Once we have trained different models with train/dev sets, and selected the best one:
- should we measure its performance with test set having it trained with train/dev sets merged?
- or just evaluate the model trained with train set but instead of dev use test set?
If you have resources, I recommend the 1st approach. If not, go with the 2nd approach.
I’m not sure I understand your first approach. We never “merge” the train and dev sets, right? The point is that we train on the training set and then use the dev set to evaluate the performance.
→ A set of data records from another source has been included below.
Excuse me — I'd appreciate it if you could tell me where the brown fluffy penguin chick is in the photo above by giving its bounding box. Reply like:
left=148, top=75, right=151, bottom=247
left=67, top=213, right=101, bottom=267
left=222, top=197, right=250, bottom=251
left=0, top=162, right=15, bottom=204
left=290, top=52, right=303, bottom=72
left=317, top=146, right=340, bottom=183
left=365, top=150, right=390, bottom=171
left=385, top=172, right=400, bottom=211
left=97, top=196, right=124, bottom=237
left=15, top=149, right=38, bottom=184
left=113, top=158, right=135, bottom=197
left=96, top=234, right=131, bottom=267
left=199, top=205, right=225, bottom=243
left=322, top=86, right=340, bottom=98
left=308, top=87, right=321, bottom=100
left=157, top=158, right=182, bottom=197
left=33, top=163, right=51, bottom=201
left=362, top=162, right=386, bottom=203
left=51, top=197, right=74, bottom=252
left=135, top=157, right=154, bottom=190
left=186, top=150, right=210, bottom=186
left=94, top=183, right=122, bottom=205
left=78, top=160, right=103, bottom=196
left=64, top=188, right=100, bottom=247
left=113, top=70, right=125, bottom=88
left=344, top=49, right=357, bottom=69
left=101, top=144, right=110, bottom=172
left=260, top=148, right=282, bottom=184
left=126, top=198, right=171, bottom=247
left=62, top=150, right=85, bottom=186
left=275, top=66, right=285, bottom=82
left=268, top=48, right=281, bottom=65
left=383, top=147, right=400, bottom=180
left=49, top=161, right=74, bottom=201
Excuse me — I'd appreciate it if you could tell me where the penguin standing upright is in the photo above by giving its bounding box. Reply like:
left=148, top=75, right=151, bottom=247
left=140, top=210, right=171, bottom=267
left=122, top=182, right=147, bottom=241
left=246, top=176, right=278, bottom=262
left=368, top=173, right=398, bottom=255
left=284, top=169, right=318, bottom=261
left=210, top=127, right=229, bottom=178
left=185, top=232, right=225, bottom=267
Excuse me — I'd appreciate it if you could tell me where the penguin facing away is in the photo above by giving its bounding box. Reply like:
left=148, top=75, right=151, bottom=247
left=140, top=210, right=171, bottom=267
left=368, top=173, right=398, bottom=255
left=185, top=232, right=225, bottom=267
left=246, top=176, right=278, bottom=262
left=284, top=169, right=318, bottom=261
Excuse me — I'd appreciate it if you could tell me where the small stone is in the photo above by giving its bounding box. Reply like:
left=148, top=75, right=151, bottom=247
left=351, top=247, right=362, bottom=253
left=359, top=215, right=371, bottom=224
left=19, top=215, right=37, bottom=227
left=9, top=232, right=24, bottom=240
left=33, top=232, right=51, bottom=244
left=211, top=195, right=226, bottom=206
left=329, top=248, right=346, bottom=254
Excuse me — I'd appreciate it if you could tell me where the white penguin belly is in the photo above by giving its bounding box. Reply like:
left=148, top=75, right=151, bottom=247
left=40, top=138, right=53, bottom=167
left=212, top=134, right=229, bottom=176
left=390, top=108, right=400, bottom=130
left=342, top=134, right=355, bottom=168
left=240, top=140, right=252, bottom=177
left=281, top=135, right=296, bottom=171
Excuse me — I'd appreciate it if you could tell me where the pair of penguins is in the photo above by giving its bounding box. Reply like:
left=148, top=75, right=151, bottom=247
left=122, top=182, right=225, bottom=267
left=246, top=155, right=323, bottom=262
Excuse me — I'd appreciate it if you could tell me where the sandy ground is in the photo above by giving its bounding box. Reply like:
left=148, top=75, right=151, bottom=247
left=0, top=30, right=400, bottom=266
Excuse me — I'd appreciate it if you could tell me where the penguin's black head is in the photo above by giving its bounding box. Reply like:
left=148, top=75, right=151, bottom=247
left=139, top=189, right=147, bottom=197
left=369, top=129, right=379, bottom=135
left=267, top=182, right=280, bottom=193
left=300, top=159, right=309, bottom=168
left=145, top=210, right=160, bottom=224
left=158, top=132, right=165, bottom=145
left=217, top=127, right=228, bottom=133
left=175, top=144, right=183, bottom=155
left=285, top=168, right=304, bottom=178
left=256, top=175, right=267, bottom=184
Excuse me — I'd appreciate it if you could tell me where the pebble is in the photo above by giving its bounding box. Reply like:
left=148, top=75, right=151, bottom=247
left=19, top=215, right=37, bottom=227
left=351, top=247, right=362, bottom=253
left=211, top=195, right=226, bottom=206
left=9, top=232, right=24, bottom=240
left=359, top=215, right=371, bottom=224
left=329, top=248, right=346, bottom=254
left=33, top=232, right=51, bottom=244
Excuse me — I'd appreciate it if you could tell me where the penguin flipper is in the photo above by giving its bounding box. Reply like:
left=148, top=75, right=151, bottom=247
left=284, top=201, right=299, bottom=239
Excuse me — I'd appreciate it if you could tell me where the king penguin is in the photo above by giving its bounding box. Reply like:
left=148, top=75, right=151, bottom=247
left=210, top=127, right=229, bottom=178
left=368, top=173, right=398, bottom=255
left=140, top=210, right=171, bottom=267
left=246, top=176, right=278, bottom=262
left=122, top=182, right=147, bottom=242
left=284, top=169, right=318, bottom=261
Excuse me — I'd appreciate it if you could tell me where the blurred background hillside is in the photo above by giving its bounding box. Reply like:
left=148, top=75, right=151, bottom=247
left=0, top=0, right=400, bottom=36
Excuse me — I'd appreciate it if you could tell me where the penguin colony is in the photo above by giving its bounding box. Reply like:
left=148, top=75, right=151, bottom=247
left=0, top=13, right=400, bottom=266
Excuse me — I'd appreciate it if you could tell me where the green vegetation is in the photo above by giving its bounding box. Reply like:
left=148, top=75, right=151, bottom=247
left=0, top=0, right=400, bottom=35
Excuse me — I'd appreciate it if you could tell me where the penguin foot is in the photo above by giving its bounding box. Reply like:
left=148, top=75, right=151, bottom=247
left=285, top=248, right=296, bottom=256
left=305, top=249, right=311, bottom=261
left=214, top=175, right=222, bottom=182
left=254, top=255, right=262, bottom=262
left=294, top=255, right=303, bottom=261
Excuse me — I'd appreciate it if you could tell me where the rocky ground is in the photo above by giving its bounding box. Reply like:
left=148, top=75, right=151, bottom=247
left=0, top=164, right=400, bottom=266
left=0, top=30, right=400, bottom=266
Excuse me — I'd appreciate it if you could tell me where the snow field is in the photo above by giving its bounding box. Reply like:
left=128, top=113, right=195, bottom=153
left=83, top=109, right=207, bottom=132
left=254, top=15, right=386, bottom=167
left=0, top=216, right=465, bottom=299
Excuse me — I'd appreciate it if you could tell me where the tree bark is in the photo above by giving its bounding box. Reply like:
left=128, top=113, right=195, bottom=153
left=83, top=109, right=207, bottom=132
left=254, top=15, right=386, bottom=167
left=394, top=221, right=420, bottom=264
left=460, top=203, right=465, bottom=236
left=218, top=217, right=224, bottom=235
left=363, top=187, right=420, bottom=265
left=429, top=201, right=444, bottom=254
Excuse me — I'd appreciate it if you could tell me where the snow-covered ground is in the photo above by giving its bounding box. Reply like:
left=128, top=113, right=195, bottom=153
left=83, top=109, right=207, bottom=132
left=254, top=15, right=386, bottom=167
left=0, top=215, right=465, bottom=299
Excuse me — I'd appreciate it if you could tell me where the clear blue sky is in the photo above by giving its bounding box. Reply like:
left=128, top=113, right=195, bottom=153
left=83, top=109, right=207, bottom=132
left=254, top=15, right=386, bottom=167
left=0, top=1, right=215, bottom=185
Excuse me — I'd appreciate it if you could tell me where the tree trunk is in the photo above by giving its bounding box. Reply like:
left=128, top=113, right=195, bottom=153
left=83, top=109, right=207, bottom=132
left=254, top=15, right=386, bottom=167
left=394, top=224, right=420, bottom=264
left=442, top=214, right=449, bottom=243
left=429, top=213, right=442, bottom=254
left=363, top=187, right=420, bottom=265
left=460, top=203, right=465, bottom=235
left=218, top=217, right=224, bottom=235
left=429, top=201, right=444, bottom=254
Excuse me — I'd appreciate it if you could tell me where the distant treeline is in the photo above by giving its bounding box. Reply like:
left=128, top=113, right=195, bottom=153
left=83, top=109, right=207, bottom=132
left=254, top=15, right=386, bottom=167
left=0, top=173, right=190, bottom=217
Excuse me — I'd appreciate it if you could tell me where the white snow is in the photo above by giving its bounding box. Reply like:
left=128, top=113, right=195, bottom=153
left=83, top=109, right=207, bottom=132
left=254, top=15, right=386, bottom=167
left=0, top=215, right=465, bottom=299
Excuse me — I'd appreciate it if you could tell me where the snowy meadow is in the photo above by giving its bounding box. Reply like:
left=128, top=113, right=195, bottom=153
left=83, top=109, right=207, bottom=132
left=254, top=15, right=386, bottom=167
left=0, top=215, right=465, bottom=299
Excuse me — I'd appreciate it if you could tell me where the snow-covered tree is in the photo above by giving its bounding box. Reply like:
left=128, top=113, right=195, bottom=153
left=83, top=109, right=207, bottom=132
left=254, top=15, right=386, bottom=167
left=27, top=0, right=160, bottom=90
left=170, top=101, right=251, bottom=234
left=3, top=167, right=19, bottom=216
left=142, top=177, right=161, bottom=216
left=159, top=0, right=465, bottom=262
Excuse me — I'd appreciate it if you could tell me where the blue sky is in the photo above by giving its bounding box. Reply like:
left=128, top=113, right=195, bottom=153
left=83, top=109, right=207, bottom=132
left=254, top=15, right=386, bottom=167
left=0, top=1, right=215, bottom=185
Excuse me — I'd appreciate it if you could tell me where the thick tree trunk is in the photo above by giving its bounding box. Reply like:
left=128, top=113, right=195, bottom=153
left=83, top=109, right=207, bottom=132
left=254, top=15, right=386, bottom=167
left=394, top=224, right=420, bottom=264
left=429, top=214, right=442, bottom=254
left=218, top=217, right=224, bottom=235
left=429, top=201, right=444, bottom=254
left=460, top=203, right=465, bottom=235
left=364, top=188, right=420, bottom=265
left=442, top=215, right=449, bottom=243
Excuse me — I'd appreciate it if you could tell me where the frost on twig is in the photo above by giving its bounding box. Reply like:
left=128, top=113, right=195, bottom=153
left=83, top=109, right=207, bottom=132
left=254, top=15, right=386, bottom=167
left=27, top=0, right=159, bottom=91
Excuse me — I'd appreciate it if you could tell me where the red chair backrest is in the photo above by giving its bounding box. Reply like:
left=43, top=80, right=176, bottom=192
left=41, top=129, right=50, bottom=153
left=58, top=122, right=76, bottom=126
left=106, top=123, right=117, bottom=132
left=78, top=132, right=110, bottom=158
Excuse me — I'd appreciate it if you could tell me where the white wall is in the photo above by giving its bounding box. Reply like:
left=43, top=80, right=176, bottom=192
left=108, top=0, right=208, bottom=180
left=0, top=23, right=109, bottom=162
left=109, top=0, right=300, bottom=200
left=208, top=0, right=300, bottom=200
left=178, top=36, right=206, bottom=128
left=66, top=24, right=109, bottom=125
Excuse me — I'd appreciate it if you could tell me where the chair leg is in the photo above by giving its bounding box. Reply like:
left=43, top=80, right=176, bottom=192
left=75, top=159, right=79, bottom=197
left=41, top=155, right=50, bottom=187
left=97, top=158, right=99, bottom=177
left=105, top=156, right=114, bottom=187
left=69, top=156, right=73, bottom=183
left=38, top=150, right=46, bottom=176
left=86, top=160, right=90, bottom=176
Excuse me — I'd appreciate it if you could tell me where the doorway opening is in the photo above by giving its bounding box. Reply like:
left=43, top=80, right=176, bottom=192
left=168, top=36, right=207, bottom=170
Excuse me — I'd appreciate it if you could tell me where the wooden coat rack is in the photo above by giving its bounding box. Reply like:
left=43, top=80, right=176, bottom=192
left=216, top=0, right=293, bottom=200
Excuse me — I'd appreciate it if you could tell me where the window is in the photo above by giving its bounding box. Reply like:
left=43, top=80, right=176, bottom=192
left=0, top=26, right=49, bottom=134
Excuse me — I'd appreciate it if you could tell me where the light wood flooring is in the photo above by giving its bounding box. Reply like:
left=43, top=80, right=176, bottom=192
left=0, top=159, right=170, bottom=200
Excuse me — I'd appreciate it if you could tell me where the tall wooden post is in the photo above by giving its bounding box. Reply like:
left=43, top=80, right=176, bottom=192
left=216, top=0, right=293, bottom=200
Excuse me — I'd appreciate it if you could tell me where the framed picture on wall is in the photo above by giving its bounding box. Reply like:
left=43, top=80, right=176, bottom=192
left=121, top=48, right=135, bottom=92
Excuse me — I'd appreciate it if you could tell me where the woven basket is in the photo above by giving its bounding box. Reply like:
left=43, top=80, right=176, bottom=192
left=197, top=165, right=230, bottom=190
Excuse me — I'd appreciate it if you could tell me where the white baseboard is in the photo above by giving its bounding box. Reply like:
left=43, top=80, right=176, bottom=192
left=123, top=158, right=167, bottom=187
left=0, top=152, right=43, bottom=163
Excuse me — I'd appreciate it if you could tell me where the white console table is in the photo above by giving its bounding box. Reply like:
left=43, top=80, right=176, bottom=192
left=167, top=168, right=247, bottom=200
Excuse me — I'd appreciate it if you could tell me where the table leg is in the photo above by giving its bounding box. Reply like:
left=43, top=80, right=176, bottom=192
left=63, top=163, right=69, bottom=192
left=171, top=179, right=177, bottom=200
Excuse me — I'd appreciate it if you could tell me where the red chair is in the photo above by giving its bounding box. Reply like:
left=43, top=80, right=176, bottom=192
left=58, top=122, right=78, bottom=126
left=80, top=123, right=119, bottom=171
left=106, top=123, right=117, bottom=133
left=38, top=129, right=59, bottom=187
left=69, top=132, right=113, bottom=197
If we have (e.g.) overfitting or underfitting problems, then we modify our choices of hyperparameters and try again: train on the training set and evaluate on the dev set.
Once we have done as well as we can on the iterative tuning of hyperparameters as described above, then we check the model accuracy on the test set, because that is a fair way to evaluate the model: it will show how the model performs on data that it has not been previously trained on (has never “seen” before).
Hey @Pablo_Ferrer_Gonzale,
Welcome to the community. Just to add to @paulinpaloalto Sir’s explanation, the approach discussed by Paul Sir is indeed the best possible approach that you can adopt for any application.
However, in some extreme cases, you can even train your model on the train set and just hyper-tune it using the dev set, and consider the dev set performance as the performance of the model. Off course, in this scenario you won’t be able to find the real-world performance of your model, but as Ethan Hunt said “desperate times call for desperate measures”, this is the only way to go.
One of the plausible scenarios for adopting this approach is Anomaly Detection, in which, you won’t have enough anomalous examples to form a separate test set, so you have to work your way out using just train and dev sets. This will be discussed by Prof Andrew in Course 3 of the Machine Learning Specialization. I hope this helps.
Regards,
Elemento